I luoghi del dialogo di Alberto Moretti

Edizioni del Confine, 2000

Dialoghi che si sostengono o si negano, in luoghi alla mercé di sguardi solitari, in luoghi aperti o chiusi, in luoghi sconosciuti o troppo noti.

Riuscire a documentare questi dialoghi non è scontato, perché la documentazione dipende dalla capacità di lasciarsi sedurre da ciò che sta in bilico tra il detto e non il detto, riconoscendo così, in un atteggiamento o in un gesto, un dialogo.

Solo con i sensi in allerta, dunque, si riesce a dare casa al dialogo. Con i sensi che rispondono a un preciso volere sinestetico, giacché Moretti parla di «fotografare con l'emozione dei sensi tutti senza privilegiare l'occhio» e spiega: «Mi sono così completamente liberato dalla ricerca – spesso estetizzante – del rapporto fra inquadratura e composizione, imparando a sentire l'immagine nel palmo.

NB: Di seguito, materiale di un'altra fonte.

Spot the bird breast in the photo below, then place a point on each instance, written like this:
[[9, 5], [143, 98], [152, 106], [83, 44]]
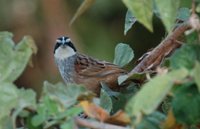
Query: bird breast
[[66, 68]]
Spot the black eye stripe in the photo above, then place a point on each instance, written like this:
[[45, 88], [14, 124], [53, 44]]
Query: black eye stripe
[[64, 40]]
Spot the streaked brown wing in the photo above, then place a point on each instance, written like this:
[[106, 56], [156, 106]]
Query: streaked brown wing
[[89, 67]]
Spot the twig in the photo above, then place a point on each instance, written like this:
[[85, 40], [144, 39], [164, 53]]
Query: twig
[[167, 46], [96, 125]]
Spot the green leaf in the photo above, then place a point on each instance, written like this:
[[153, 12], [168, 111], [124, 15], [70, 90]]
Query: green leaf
[[143, 15], [84, 6], [185, 56], [14, 58], [122, 78], [183, 14], [68, 125], [129, 21], [105, 101], [123, 54], [151, 121], [168, 10], [186, 104], [192, 37], [15, 100], [152, 93], [65, 95], [196, 75]]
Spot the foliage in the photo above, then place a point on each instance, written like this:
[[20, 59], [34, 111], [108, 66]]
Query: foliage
[[139, 108]]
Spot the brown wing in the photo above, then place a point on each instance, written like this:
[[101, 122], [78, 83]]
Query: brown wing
[[89, 67]]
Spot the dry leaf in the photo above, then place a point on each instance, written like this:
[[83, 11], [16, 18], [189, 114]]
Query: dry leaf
[[94, 111]]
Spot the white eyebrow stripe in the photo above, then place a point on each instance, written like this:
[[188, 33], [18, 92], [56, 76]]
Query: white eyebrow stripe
[[68, 40], [58, 41], [63, 40]]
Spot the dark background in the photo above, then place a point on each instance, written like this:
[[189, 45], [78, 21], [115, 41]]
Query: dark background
[[95, 33]]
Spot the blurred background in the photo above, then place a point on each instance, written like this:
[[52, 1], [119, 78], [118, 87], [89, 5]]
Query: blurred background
[[95, 33]]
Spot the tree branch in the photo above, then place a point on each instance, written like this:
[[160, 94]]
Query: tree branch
[[96, 125], [167, 46]]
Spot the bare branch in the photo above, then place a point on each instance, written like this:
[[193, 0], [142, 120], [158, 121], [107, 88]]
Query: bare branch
[[96, 125], [167, 46]]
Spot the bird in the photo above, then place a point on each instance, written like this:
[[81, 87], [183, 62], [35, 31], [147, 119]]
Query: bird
[[78, 68]]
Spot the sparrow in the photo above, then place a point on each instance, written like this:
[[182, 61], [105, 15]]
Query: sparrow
[[78, 68]]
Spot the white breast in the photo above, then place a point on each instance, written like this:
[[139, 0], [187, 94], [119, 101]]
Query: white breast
[[64, 52]]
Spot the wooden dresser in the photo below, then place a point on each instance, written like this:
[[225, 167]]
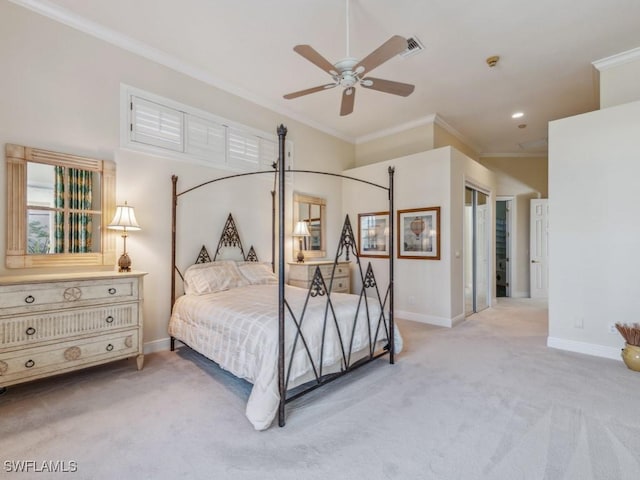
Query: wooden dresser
[[51, 324], [301, 274]]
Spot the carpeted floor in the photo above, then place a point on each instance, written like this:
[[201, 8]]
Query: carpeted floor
[[484, 400]]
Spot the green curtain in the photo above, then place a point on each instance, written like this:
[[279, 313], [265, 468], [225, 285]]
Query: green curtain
[[58, 199], [80, 184]]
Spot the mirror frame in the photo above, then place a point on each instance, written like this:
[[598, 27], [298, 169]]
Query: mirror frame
[[17, 157], [301, 198]]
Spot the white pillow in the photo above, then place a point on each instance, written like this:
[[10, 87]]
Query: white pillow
[[258, 273], [212, 277]]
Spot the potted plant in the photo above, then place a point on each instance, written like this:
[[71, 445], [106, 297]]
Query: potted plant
[[631, 351]]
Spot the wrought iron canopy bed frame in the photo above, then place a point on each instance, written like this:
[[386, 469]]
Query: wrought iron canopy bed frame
[[320, 286]]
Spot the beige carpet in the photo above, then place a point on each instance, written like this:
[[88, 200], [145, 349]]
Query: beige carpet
[[485, 400]]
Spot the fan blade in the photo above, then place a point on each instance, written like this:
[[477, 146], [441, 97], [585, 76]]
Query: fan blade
[[314, 57], [384, 52], [348, 97], [388, 86], [300, 93]]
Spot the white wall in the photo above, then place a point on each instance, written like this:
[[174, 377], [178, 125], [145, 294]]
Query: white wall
[[594, 232], [60, 90], [429, 291]]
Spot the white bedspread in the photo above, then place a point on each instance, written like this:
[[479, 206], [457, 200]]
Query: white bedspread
[[238, 329]]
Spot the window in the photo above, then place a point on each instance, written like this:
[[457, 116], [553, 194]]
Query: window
[[157, 125]]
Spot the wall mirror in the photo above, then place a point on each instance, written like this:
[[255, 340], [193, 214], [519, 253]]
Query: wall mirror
[[58, 209], [313, 211]]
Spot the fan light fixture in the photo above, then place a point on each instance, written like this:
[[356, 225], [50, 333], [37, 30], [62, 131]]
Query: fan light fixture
[[349, 72]]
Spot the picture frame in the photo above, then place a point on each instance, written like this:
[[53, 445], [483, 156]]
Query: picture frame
[[373, 234], [419, 233]]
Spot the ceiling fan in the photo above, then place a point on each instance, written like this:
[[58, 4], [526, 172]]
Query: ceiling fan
[[349, 71]]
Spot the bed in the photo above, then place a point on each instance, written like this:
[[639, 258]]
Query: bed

L'occhio in mano, insomma.» Questa sfida (perché di sfida si tratta) si è tecnicamente avvalsa di una Yashica T5, «piccola camera compatta non digitale,» chiarisce Moretti, «dalle caratteristiche ottiche "non professionali", da tenere nascosta prima, durante e dopo il "decisivo" click.»

Ecco, allora, che un fotografo ‑ forte di una piccola macchina annidata nel palmo della mano – si è concesso il lusso di lasciarsi trasportare da uno sguardo che a priori nulla mette a fuoco, se non la consapevole inconsapevolezza del cuore. Da lì, tutto.